A novel approach to determine spatial prioritization of flooding mitigation practices based on coupled hydrodynamic and rainfall-tracking model

Abstract

Abstract This article is focused on proposing a novel approach to determining flood mitigation practices based on coupled hydrodynamic and rainfall-tracking models. V-shaped and Baogaisi catchments were applied to assess the effects of the novel approach in mitigating peak discharge and runoff volume, respectively. Specifically, traditional afforestation scenarios were planned from downstream to upstream, while novel afforestation scenarios were designed based on the maximum and minimum contribution rate of sub-areas. Then two types of cases were simulated by the coupled hydrodynamic and rainfall-tracking model again to evaluate the mitigating effects of different afforestation practices.
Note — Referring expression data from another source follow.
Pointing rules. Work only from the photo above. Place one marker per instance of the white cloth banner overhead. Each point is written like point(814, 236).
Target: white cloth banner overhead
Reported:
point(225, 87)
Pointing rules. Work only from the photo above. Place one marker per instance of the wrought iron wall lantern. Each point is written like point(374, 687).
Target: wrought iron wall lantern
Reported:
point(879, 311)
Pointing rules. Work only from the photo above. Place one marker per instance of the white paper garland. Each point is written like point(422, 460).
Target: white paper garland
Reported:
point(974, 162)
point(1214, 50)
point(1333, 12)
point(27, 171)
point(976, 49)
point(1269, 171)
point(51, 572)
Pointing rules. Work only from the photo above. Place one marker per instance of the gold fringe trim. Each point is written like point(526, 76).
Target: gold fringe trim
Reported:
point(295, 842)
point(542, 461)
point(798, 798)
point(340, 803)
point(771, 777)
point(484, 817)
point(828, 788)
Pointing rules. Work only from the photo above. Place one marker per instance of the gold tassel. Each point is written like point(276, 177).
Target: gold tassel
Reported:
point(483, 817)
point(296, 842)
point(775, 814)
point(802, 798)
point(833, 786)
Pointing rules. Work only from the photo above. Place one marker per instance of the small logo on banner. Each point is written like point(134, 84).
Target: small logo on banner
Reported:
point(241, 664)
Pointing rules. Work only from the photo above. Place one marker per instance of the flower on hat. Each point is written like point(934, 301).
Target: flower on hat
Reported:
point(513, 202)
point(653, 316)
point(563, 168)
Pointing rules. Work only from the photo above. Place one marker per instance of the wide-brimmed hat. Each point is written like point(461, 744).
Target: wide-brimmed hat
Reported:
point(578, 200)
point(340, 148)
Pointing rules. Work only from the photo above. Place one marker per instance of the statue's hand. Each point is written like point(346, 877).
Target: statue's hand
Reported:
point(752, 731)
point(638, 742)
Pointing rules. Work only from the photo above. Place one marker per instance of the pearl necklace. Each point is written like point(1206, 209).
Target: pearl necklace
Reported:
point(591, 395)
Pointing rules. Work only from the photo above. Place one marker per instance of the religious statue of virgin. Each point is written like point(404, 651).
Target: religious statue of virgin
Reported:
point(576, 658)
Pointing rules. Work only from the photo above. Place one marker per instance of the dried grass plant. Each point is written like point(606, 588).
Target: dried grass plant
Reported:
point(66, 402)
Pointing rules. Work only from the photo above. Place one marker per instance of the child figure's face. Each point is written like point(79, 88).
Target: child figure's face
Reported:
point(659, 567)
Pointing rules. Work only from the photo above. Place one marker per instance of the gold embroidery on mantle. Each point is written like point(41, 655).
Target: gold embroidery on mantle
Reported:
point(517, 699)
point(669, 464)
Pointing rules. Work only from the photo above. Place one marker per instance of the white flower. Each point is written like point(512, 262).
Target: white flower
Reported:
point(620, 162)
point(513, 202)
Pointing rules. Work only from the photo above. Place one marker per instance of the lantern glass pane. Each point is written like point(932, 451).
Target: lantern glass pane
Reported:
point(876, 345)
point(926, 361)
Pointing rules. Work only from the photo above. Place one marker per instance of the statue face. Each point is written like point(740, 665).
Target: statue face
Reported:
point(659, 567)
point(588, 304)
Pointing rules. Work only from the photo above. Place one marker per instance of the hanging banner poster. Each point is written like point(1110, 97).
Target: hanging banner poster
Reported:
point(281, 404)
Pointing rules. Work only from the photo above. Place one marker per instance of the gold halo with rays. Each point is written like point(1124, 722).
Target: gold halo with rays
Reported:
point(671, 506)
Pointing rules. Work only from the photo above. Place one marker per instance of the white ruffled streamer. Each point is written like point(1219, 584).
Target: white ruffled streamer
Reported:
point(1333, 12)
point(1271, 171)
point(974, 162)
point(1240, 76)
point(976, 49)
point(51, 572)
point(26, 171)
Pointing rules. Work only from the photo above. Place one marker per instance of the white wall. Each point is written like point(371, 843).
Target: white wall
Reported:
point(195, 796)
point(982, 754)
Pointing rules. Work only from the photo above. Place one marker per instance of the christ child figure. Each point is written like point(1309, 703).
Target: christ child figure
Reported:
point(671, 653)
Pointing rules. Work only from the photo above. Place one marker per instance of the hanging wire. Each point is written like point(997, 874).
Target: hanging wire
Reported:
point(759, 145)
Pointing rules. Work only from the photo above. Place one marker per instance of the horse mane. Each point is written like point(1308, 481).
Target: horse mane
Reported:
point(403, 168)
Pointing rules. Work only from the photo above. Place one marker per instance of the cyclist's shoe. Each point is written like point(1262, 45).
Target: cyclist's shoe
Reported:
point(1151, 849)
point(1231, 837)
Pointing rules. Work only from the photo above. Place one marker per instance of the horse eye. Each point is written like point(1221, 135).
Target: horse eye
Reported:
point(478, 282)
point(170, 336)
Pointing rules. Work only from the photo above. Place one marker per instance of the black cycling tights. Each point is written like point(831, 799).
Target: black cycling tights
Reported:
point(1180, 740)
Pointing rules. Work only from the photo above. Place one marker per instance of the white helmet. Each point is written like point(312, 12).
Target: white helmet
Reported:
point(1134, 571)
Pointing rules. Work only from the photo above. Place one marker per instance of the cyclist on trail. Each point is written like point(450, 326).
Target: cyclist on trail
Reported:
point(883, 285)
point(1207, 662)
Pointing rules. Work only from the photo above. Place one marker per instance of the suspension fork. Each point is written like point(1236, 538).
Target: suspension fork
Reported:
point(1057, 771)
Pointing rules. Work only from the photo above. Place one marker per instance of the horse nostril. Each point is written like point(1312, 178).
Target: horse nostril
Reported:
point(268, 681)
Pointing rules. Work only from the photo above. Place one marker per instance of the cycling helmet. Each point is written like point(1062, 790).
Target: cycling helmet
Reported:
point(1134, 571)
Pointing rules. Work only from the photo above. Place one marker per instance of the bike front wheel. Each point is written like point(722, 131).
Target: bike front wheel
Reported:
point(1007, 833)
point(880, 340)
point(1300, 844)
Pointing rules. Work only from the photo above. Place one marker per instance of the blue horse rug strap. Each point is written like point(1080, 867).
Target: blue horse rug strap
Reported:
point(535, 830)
Results show that the coupled model is able to obtain accurate hydrodynamic and rainfall-tracing information simultaneously within each computing grid under the flooding caused by rainfall events. Moreover, in comparison with the reduction effects of traditional cases, results simulated under two catchments illustrated that the novel approach is able to determine spatial prioritization of afforestation management practices. In particular, there is a positive correlation between the contribution rate of afforestation area and the reduction effect of runoff volume caused by rainfall events. Thus, the research could provide a more scientific and reasonable guide in determining spatial prioritization flooding mitigation practices for planners and governments.